On the anniversary of her son Michael's death, Jane spends the day in town and visits his grave. Robert attempts to investigate Jane's apartment, and finds the locked freezer box in the kitchen. He also finds pillows laid out under Jane's bedspread in the shape of a person. His investigation is interrupted when Lucy arrives to visit her mother, but Robert turns her away. Later that night, Robert enters Jane's apartment after hearing loud moaning. He walks past the bedroom, where Jane is masturbating with Fred's severed head. After Jane finishes masturbating, she returns the severed head to the freezer box, where it is discovered by Robert.

Lucy overhears a phone call between her father and Robert, who attempts to inform Leslie of what he has discovered, but Leslie dismisses it as fantasy. Lucy confronts Robert, demanding to know the truth. Lucy breaks into the apartment and discovers Fred's severed head, but proceeds to tell Robert that he has imagined it. That weekend, Robert reluctantly joins Jane and Lucy for dinner; Lucy has prepared soup for them. During the meal, Jane finds an earlobe in her soup, and horrifiedly realizes Lucy has used flesh from Fred's severed head in the recipe. Lucy follows Jane to the bathroom, and goads before admitting to having murdered Michael. Jane strangles Lucy to death before submerging her in the bathtub. Robert, who attempts to run to Lucy's defense, is pushed down the stairs by Jane, and falls unconscious.

Jane retrieves Fred's severed head from the freezer and begins passionately kissing it. Robert awakens and attempts to phone police, but finds Jane has cut the phone cord. Robert enters Jane's apartment and she violently attacks him, but he kills her by smashing her face into the hot oven. He screams for Lucy, and crawls over Jane's bed, where suddenly Fred's severed head attacks him, biting his neck.

==Cast==
- Bernice Stegers as Jane Baker
- Stanko Molnar as Robert Duval
- Veronica Zinny as Lucy Baker
- Roberto Posse as Fred Kellerman
- Ferdinando Orlandi as Mr. Wells
- Fernando Pannullo as Leslie Baker
- Elisa Kadigia Bove as Mrs. Duval

==Production==
In mid-1979, Lamberto Bava was summoned to the offices of Pupi Avati with an offer. Bava had previously worked as an assistant director on several productions including those of his father Mario Bava, Joe D'Amato, Ruggero Deodato, and had just finished working with Dario Argento on Inferno. Bava entered the office expecting to be asked to be Avati's assistant on his new film, and found that he was being offered the chance to direct a film based on a clipping from an American newspaper about a woman who kept her husband's severed head in a refrigerator. The Avatis, Bava and Roberto Gandus spent the next few weeks working on a draft, with Bava left briefly to do some re-shoots for Inferno in the United States. While overseas, Bava learned that Medusa Distribuzione had greenlit the project which led to Bava to start shooting the film in November.
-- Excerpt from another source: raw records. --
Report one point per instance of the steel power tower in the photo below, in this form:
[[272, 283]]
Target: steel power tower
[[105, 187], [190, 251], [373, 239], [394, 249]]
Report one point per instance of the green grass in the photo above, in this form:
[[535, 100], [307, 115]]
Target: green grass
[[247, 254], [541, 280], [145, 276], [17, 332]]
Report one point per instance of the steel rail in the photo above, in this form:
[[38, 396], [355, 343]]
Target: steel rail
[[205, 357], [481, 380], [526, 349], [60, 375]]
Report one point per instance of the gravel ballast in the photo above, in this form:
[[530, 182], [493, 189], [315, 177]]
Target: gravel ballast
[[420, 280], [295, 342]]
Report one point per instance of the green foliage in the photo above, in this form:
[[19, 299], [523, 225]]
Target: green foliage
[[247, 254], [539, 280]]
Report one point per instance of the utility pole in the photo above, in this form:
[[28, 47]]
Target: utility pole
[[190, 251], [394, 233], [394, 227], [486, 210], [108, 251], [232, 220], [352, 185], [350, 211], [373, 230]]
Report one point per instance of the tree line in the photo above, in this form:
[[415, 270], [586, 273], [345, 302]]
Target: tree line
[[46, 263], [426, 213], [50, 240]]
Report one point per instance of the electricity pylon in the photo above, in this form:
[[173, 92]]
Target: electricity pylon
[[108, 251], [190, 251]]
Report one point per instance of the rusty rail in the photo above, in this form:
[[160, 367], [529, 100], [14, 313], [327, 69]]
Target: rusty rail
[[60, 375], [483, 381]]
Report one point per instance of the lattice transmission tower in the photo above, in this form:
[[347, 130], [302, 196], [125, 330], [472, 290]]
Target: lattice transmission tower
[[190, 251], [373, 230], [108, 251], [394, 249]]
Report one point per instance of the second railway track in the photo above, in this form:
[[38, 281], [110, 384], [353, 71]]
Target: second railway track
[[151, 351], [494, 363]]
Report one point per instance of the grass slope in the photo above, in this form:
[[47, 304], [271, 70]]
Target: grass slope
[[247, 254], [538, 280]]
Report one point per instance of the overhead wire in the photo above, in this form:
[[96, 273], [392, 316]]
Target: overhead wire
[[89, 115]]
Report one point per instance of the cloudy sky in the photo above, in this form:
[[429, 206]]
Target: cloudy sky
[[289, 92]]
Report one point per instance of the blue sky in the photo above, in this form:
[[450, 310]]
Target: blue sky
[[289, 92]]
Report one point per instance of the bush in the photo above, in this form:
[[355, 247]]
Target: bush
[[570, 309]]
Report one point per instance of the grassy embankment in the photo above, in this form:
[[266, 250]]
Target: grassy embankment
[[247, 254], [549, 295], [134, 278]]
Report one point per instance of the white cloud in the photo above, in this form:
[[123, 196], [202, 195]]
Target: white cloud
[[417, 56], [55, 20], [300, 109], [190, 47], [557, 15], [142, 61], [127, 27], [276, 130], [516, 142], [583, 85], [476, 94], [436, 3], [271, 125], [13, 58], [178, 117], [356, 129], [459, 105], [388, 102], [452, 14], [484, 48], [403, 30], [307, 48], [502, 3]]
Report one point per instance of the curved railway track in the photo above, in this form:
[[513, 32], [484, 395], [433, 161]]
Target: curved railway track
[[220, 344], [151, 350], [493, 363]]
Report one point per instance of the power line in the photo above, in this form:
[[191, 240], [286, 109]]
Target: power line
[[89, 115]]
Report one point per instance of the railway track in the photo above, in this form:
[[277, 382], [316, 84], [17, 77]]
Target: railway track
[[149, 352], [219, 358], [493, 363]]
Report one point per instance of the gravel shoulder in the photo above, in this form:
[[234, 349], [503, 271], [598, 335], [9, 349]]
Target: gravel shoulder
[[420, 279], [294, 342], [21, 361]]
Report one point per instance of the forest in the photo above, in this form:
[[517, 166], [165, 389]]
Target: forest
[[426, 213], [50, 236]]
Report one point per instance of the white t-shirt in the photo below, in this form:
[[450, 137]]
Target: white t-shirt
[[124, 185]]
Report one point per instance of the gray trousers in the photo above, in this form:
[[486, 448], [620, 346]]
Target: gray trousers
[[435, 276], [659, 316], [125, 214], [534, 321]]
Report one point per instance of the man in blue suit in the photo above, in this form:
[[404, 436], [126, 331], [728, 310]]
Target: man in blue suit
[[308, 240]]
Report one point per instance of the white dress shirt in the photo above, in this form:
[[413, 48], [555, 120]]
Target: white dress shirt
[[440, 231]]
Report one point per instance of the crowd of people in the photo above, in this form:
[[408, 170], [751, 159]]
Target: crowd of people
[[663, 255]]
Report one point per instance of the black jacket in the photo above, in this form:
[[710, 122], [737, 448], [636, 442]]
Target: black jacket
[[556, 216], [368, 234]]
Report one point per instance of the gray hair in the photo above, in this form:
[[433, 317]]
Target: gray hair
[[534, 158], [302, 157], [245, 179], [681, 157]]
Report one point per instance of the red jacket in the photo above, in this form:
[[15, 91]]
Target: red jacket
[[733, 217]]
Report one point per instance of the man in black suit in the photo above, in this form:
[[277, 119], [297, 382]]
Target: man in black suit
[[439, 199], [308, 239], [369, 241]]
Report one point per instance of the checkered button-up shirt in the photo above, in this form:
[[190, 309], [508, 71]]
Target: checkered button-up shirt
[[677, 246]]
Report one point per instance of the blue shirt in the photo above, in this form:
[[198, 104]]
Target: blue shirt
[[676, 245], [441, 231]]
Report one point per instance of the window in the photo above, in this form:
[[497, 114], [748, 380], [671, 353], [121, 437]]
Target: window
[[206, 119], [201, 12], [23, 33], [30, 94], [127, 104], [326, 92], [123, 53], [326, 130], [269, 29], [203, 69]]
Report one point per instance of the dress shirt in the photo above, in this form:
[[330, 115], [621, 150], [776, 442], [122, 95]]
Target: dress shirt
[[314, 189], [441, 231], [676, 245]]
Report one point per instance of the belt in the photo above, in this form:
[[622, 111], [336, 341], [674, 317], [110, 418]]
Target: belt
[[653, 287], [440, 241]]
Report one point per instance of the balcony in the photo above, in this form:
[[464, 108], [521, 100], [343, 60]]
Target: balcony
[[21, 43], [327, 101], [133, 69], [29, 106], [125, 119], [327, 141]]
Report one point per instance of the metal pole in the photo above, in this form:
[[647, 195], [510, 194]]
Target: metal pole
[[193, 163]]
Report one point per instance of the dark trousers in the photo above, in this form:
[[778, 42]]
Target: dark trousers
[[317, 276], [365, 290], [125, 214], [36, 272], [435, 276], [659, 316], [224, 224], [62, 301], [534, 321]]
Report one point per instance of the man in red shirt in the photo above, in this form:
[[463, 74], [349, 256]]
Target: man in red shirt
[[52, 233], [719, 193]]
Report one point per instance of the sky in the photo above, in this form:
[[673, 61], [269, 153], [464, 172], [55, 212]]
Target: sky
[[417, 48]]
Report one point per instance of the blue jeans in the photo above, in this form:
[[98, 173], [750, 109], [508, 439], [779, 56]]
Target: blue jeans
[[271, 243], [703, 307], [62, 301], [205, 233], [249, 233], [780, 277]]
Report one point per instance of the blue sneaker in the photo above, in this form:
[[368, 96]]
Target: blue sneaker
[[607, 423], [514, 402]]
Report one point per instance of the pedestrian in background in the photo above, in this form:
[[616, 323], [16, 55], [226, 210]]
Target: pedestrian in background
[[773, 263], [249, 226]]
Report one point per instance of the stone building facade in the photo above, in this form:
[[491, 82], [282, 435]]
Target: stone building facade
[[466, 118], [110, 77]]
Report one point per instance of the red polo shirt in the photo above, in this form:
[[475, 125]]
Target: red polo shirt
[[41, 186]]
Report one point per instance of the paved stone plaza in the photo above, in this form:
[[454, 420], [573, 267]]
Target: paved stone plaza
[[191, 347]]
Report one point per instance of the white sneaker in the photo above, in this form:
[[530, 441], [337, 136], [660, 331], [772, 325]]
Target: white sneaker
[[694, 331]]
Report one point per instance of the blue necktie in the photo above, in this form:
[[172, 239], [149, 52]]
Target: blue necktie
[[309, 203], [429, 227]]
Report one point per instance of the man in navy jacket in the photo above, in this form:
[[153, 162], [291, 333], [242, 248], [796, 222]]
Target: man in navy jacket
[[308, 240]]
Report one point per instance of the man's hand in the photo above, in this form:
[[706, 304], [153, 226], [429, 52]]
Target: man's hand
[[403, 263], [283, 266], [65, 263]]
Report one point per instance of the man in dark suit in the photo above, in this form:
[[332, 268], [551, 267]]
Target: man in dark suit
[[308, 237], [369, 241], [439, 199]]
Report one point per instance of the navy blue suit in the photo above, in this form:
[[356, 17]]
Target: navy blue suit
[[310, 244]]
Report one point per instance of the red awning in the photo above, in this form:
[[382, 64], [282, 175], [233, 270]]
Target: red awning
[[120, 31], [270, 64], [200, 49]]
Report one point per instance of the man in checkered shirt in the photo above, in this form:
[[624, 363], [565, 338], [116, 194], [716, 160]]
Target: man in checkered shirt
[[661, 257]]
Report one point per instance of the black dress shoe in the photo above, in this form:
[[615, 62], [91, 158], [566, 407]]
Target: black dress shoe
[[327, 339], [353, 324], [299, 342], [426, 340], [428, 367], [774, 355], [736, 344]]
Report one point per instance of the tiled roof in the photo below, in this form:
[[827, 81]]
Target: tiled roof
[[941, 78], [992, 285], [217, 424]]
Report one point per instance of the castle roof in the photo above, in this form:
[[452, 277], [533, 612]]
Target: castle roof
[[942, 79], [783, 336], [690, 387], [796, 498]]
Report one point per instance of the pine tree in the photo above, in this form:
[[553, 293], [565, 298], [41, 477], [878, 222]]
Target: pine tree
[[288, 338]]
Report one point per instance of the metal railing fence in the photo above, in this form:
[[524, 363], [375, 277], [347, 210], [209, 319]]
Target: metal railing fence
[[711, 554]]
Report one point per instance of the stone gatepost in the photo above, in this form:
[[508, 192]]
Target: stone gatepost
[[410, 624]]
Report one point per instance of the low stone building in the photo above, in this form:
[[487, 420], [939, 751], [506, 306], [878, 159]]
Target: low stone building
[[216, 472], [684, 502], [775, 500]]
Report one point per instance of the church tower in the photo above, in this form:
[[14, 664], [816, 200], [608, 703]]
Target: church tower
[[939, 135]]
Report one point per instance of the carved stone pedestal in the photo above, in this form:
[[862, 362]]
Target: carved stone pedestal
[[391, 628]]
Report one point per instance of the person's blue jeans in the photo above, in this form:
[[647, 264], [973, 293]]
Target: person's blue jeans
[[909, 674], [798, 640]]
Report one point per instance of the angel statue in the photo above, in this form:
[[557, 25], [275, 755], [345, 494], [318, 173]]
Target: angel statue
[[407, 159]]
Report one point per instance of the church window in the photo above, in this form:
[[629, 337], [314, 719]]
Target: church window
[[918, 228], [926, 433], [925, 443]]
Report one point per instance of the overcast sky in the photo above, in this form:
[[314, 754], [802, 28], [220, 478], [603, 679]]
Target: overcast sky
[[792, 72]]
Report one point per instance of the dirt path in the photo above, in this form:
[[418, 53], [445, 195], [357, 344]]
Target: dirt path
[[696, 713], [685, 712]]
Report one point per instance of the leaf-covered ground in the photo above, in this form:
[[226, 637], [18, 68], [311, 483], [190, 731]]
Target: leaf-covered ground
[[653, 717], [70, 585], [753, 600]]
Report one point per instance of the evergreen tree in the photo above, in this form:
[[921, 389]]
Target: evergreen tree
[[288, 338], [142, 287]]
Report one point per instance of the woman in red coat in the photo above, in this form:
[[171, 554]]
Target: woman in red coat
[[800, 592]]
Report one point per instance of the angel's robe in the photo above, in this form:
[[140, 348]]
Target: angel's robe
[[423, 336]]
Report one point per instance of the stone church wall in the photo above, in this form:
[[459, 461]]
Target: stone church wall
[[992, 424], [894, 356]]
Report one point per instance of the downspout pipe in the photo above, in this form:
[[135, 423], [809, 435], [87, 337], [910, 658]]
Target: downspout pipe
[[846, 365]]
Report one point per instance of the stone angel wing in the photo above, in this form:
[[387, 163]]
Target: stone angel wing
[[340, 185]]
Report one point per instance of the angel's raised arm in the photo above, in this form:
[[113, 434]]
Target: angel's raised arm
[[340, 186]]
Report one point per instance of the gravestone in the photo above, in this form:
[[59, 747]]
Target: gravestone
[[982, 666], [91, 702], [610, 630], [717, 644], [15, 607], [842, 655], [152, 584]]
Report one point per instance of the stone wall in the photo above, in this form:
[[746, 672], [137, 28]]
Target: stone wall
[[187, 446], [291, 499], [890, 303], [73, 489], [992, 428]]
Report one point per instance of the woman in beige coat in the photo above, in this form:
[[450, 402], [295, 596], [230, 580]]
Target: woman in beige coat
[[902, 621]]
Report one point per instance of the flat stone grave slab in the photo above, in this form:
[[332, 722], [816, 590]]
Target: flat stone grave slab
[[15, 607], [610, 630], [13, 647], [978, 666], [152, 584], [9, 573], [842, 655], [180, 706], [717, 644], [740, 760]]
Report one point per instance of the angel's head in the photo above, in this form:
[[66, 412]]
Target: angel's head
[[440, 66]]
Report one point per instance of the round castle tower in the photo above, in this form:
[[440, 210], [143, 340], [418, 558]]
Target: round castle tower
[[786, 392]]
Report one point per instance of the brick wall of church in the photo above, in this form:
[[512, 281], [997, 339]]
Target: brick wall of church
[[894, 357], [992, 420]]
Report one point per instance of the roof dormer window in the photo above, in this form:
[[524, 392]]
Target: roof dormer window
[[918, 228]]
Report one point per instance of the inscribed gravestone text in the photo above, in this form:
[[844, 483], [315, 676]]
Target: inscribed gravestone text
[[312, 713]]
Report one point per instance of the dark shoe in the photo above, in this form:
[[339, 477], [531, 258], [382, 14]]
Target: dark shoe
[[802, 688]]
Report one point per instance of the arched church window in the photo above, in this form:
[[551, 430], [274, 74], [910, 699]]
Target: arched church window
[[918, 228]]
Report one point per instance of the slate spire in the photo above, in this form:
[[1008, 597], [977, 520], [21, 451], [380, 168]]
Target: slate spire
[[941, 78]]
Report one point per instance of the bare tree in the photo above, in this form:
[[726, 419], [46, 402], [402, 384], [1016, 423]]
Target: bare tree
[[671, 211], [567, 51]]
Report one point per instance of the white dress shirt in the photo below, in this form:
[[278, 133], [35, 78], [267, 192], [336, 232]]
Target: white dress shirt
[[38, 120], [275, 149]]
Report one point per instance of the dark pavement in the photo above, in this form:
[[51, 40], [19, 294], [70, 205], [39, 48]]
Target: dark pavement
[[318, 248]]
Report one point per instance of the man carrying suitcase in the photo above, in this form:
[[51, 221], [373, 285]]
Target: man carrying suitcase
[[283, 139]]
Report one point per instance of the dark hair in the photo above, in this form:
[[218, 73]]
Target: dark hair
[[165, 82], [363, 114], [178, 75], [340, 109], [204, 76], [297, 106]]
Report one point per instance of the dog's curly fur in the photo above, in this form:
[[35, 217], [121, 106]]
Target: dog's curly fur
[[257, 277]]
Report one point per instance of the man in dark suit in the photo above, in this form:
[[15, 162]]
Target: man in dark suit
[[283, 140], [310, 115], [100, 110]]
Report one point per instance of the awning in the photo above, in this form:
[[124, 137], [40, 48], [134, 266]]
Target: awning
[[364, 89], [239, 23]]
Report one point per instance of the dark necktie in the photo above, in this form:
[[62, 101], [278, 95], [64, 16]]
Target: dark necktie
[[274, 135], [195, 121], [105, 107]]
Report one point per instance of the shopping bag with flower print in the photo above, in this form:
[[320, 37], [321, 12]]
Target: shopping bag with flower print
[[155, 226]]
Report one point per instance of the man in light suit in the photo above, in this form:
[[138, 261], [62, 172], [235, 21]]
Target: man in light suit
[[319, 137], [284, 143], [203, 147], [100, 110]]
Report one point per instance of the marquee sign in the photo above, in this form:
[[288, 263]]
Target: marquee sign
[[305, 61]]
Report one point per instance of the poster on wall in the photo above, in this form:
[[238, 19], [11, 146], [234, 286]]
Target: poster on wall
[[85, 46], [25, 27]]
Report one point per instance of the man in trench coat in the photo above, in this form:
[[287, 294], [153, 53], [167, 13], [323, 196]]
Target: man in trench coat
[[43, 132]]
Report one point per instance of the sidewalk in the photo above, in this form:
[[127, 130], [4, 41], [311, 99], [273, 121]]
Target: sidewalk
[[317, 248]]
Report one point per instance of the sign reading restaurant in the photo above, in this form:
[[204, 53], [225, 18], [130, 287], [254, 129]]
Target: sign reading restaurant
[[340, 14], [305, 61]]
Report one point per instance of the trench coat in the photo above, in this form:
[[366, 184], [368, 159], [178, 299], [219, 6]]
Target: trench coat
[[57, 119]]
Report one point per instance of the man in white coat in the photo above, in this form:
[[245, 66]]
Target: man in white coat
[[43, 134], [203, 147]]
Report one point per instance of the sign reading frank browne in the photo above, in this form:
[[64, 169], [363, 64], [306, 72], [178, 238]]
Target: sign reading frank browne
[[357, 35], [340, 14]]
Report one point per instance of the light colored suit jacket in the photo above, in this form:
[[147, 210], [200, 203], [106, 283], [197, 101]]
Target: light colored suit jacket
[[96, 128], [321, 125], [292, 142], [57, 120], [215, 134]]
Filming lasted for four weeks. The film was shot in Gardone Riviera and Crespi d'Adda and on location in New Orleans.

==Release==
Macabre was distributed theatrically in Italy by Medusa Distribuzione on April 17, 1980. The film grossed a total of 560 million Italian lire on its domestic release in Italy.
The film was also shown at the Sitges Film Festival in October 1980 in Spain. It was released in the United States as The Frozen Terror on 28 October 1983.

Macabre was released twice on DVD in the United States. The first time was in 2001 by Anchor Bay Entertainment. The second DVD release came from Blue Underground in 2007.

==Reception==
Kim Newman (Monthly Film Bulletin) stated that "with only two films, however, Lamberto Bava has established a distinct personality within the genre" noting that Lamberto Bava "favours story-lines as tight and inner-directed as his neurotic characters." Newman noted that Macabre "will probably be remembered as the definitive severed-head-in-the-fridge film."